I tell people that my job is to teach people how to teach people to write. Really what I do is train and supervise a staff of peer writing consultants (aka “tutors”)—students who support other students in all areas of the writing, reading and communication processes. Our mission: to help students become stronger, more confident writers.
Tutors get a ton of training—50 to 60 hours in their first quarter alone. On average, I hire and train 10 new tutors each academic year. I like to mix things up as much as I can. And since I’ve been doing this for six and a half years, I’ve developed all sorts of new ways to help students become confident, compassionate, and capable tutors. I try to keep up with the research that’s coming out on tutor training but, more than anything, I try to be creative, innovative. In the past year I’ve started giving the new tutors (or “newbies,” as we so fondly call them) some writing assignments. We work in a writing center, so we should probably practice what we preach, right?
Anyway, towards the end of their training, I ask the newbies to write their own literacy narratives. Nothing fancy, just a 100-200 word reflection on a moment, something that rests as a tick on their timeline, something that might have, in the tiniest way, been a catalyst that got them to where they are now.
Today I got to hear six newbies read their narratives. They wrote about the writing they did when they were young. They wrote about novels they wrote in grade school. They wrote about their love of books and their discovery of new genres. The goal of the assignment is to get them thinking about the individual as writer and reader. I want them to recognize that each of us has a million stories, and that when they sit down to work with students in the Writing Center, they aren’t just working with a student. They’re working with a person who, long ago, was taught something about reading and writing, something that informed who they are now.
And they got it, quite easily. Then they asked to hear mine. I tried to explain that I give the assignments, I don’t actually do them myself. So I told them about a class I took in grad school, and about a literacy narrative I wrote as an assignment in that class. Then I dug up a file of a close-to-final draft and read it to them.
None of what I just told you is important, though.
What is important is that I heard my own words–my own story–today. I’d written about the first and only books my parents bought my siblings and me when we were kids. It was a set of Word Book Encyclopedias and we all hated them. More, we hated that we’d been given encyclopedias for Christmas. I was probably seven, maybe younger.

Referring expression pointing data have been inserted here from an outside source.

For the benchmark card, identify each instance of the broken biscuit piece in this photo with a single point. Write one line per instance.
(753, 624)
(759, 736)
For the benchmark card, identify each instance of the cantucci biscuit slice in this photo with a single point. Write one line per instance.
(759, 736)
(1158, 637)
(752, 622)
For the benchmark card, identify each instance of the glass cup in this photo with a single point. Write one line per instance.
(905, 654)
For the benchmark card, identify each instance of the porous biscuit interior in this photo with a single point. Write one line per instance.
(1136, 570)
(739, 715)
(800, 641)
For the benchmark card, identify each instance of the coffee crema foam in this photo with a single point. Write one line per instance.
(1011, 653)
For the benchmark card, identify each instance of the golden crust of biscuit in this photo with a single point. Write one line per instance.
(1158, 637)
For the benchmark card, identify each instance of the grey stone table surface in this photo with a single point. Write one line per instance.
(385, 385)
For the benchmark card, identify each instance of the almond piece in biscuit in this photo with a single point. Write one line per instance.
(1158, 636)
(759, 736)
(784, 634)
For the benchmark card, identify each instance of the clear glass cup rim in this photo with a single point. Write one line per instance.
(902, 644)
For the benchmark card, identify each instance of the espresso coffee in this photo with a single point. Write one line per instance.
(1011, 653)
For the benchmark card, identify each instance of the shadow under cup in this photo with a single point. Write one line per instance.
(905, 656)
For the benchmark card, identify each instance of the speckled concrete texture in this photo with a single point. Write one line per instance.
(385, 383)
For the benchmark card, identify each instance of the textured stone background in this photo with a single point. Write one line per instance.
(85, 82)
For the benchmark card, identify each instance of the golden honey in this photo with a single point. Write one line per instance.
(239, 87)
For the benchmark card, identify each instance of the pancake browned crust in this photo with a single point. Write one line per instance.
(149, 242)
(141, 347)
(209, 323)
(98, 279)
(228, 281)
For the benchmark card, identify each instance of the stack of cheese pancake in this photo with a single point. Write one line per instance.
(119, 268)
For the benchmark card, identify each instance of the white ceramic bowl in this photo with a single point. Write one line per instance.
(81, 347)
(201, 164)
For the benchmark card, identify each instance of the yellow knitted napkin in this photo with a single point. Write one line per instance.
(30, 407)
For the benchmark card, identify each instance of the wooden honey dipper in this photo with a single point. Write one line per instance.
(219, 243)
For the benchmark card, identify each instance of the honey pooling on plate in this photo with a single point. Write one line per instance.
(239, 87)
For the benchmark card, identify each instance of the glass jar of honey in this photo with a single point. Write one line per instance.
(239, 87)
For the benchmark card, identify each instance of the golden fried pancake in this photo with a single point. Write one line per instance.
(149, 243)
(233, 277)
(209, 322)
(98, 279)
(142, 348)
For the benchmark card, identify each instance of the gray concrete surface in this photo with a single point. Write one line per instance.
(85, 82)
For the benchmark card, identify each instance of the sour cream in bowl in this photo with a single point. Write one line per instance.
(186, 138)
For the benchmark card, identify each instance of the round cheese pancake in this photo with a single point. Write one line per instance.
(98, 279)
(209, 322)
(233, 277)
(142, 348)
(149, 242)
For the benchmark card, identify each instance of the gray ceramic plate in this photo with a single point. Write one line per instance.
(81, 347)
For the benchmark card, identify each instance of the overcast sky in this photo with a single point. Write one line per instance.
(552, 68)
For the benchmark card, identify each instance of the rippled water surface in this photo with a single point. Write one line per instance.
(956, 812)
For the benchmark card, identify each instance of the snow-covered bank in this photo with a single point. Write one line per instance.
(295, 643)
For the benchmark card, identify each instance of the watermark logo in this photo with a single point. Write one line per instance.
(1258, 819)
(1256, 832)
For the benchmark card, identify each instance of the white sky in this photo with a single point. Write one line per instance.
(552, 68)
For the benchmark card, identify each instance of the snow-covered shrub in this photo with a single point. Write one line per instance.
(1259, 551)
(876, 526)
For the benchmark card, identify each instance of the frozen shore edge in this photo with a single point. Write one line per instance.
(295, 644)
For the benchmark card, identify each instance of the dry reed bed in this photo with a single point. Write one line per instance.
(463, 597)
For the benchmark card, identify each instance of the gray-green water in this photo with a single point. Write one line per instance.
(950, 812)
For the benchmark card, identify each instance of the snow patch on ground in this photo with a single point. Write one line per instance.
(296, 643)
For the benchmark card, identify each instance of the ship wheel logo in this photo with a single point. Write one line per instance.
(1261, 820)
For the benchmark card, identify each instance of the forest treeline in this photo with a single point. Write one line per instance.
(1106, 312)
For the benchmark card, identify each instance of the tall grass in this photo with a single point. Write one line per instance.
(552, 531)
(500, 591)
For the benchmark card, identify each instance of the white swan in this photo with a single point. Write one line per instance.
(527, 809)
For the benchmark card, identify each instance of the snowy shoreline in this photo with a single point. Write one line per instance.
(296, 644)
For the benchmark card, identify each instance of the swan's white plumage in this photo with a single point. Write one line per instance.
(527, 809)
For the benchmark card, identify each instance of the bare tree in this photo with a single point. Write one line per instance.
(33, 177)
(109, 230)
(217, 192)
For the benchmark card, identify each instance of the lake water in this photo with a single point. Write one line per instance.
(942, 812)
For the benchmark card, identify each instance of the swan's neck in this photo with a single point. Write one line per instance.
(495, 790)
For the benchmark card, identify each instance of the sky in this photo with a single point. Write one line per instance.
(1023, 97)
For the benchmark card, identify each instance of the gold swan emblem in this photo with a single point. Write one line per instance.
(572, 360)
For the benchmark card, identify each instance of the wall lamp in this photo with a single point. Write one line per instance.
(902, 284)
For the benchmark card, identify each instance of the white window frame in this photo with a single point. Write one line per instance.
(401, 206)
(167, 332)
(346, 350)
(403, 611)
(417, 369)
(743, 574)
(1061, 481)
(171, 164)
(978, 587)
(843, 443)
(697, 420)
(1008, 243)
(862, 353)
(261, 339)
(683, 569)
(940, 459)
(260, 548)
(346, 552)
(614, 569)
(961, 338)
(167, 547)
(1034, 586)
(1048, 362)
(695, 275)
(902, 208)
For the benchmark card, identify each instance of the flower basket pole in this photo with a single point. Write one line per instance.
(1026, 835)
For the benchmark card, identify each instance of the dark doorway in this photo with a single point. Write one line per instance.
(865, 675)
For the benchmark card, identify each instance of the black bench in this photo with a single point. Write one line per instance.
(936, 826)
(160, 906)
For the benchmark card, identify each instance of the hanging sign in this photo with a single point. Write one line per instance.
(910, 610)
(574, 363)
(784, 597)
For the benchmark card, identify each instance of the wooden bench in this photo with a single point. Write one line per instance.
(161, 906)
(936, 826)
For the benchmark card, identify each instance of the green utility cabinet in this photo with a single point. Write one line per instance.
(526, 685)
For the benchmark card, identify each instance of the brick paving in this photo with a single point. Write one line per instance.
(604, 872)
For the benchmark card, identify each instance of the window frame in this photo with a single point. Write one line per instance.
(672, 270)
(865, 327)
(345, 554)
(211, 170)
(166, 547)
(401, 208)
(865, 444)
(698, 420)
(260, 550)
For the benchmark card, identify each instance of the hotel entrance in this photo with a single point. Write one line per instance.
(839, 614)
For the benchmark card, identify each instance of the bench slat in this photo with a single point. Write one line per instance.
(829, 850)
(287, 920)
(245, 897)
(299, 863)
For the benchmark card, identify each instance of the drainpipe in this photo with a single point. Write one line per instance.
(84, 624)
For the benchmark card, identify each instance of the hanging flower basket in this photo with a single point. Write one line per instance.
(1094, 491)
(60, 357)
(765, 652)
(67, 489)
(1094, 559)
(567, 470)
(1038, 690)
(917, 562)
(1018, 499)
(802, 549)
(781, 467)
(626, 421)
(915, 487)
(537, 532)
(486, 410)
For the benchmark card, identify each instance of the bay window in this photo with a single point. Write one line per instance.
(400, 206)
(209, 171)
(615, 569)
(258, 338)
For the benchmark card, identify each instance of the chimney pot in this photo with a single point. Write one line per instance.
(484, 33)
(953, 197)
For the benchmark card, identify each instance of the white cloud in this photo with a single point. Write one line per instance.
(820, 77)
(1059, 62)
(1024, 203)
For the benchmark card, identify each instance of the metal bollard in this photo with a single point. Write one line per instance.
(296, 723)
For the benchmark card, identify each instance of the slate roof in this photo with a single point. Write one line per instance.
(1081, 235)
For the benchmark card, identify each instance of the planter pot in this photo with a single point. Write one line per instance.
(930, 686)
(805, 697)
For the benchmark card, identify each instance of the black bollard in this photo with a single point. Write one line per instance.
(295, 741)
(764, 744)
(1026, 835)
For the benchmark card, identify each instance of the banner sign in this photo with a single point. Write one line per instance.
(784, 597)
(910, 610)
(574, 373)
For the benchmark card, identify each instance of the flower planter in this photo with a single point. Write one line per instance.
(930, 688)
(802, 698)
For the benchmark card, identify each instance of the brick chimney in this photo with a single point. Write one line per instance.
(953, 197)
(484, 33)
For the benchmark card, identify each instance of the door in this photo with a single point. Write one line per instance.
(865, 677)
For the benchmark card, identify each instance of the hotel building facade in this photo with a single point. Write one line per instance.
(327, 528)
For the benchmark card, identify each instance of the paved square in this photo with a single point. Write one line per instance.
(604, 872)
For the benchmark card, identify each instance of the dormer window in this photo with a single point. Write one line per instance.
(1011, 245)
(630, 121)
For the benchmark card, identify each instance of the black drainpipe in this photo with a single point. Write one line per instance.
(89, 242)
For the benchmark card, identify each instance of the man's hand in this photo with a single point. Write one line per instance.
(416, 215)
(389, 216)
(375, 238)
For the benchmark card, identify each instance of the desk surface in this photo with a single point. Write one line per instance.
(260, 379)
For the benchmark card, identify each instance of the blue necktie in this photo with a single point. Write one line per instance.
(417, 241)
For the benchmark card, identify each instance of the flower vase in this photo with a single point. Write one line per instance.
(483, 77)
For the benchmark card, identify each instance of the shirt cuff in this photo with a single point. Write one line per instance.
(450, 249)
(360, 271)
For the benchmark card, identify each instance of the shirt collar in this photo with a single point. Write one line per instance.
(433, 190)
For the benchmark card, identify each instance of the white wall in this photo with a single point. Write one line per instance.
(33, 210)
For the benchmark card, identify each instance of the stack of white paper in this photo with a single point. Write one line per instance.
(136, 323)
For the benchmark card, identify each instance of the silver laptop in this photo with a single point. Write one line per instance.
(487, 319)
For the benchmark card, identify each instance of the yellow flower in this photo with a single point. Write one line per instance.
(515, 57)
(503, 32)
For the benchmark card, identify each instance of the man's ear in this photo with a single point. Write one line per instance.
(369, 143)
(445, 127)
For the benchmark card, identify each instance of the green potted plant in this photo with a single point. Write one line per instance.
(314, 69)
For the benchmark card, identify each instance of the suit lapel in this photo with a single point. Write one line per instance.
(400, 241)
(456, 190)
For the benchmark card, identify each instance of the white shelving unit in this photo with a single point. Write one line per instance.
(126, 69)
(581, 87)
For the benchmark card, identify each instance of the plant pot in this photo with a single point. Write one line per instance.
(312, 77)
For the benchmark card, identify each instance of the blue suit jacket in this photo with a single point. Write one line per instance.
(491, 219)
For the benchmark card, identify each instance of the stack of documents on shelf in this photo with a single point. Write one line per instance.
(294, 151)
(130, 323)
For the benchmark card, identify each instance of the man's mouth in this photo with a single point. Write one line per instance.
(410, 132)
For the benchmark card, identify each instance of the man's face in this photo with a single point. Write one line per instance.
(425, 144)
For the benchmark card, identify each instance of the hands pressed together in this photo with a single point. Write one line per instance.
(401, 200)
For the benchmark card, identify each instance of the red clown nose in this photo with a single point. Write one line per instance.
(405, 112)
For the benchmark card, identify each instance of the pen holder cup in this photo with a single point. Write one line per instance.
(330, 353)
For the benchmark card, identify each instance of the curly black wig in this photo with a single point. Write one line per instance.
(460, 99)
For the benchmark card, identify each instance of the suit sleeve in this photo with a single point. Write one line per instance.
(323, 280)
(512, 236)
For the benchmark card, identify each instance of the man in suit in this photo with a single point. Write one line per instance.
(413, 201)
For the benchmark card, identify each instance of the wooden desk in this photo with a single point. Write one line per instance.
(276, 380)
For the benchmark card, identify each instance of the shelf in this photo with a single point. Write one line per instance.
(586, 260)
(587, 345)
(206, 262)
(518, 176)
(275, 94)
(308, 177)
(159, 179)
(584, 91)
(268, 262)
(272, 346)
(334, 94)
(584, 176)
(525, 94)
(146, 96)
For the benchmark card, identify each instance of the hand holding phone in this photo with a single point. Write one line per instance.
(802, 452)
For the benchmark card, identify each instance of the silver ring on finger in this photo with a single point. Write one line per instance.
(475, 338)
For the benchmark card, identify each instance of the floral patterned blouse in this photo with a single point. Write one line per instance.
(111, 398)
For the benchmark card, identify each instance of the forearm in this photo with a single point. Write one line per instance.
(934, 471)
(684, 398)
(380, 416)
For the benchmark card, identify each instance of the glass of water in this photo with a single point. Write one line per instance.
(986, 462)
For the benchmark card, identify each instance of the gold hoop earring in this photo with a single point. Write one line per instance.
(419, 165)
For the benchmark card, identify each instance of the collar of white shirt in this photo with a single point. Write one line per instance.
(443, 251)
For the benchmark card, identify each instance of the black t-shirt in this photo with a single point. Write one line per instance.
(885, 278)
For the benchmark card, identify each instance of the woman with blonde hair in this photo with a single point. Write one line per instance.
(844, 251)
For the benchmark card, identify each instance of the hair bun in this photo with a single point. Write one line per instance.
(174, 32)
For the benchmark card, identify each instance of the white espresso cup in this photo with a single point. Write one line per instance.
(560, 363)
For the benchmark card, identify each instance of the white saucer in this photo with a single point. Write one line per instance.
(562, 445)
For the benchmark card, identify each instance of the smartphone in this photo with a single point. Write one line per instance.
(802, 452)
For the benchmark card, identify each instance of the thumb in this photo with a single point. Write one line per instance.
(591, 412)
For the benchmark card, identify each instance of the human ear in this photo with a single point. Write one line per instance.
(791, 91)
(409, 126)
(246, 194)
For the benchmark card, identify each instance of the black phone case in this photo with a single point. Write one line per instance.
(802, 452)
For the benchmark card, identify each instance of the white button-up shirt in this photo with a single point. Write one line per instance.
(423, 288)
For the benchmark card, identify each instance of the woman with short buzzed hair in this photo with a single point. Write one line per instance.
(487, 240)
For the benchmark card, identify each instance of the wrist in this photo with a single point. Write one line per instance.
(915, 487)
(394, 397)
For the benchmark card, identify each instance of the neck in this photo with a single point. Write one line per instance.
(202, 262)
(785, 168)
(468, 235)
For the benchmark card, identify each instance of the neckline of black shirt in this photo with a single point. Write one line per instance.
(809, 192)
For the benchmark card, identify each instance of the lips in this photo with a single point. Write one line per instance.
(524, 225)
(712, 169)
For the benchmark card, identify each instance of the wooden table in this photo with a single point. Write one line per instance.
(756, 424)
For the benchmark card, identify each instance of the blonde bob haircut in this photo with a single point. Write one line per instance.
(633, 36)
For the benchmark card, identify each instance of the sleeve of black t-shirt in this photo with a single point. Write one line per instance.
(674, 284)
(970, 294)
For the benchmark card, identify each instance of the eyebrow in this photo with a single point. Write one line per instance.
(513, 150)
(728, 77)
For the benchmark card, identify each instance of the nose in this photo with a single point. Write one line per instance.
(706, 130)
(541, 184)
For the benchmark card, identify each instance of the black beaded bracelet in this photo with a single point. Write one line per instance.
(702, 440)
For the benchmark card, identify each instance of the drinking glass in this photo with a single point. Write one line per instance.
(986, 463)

My parents still had the encyclopedias and the bookshelf they came with when I moved out when I was 20. I don’t know what happened to them. I doubt my dad still has them. What I do know is that they were barely used. I learned a lot from the S volume, a lot that I should have learned in school, if you know what I mean.
Aside from a few textbooks that my dad used in college when I was little, these were the only books in our house. We weren’t allowed to write in them or dogear the pages. My mom dusted them every week. They became trophies and little more.
Now, about thirty years later, I am surrounded by books—all mine. I’ve read some, but certainly not all of them. Even though I know I will not read some of these books, I still keep them. I like that every room of my house contains books (except the bathroom, because I think that’s gross). This April I brought home 63 from the Seattle Public Library book sale. I pride myself on how many books I own more than how many I’ve read. I pride myself on their imperfect stacks, their mismatched covers, even the dust that collects on the tops of some.
One of the tutors asked me today how having those encyclopedias influenced me as a reader and a writer. I told her that I rarely dogear pages, and that I almost never write in books, and if I do it’s with a fine-tipped pencil. She pressed me a little more and asked how I came to be a writer if I didn’t grow up with books in the house.
The truth is, I’m not sure. I don’t know when things shifted for me. I don’t know when it became okay for me to be surrounded by hundreds of dusty, tattered paperbacks. I don’t know when I got to the point in my life that reading one of those books could spark an idea for a story, or bring comfort when I needed it.
My coworkers all know that I refinish old furniture; I talk about it all the time and like showing off pictures of finished projects. So most of the group knew that I’d recently refinished a 1950’s era Encyclopedia Britannica bookcase. One person asked if the project was especially meaningful because of the story I’d just told.
Of course it was.
I spent several evenings last week turning this:
And what I’ve learned from all of this–from my work, from the narrative I wrote, from reflecting on how I got to this place where I am surrounded by books–is that transformation is very, very important. And the ability to transform containers of knowledge is a very powerful thing.
But what’s even better is the process itself.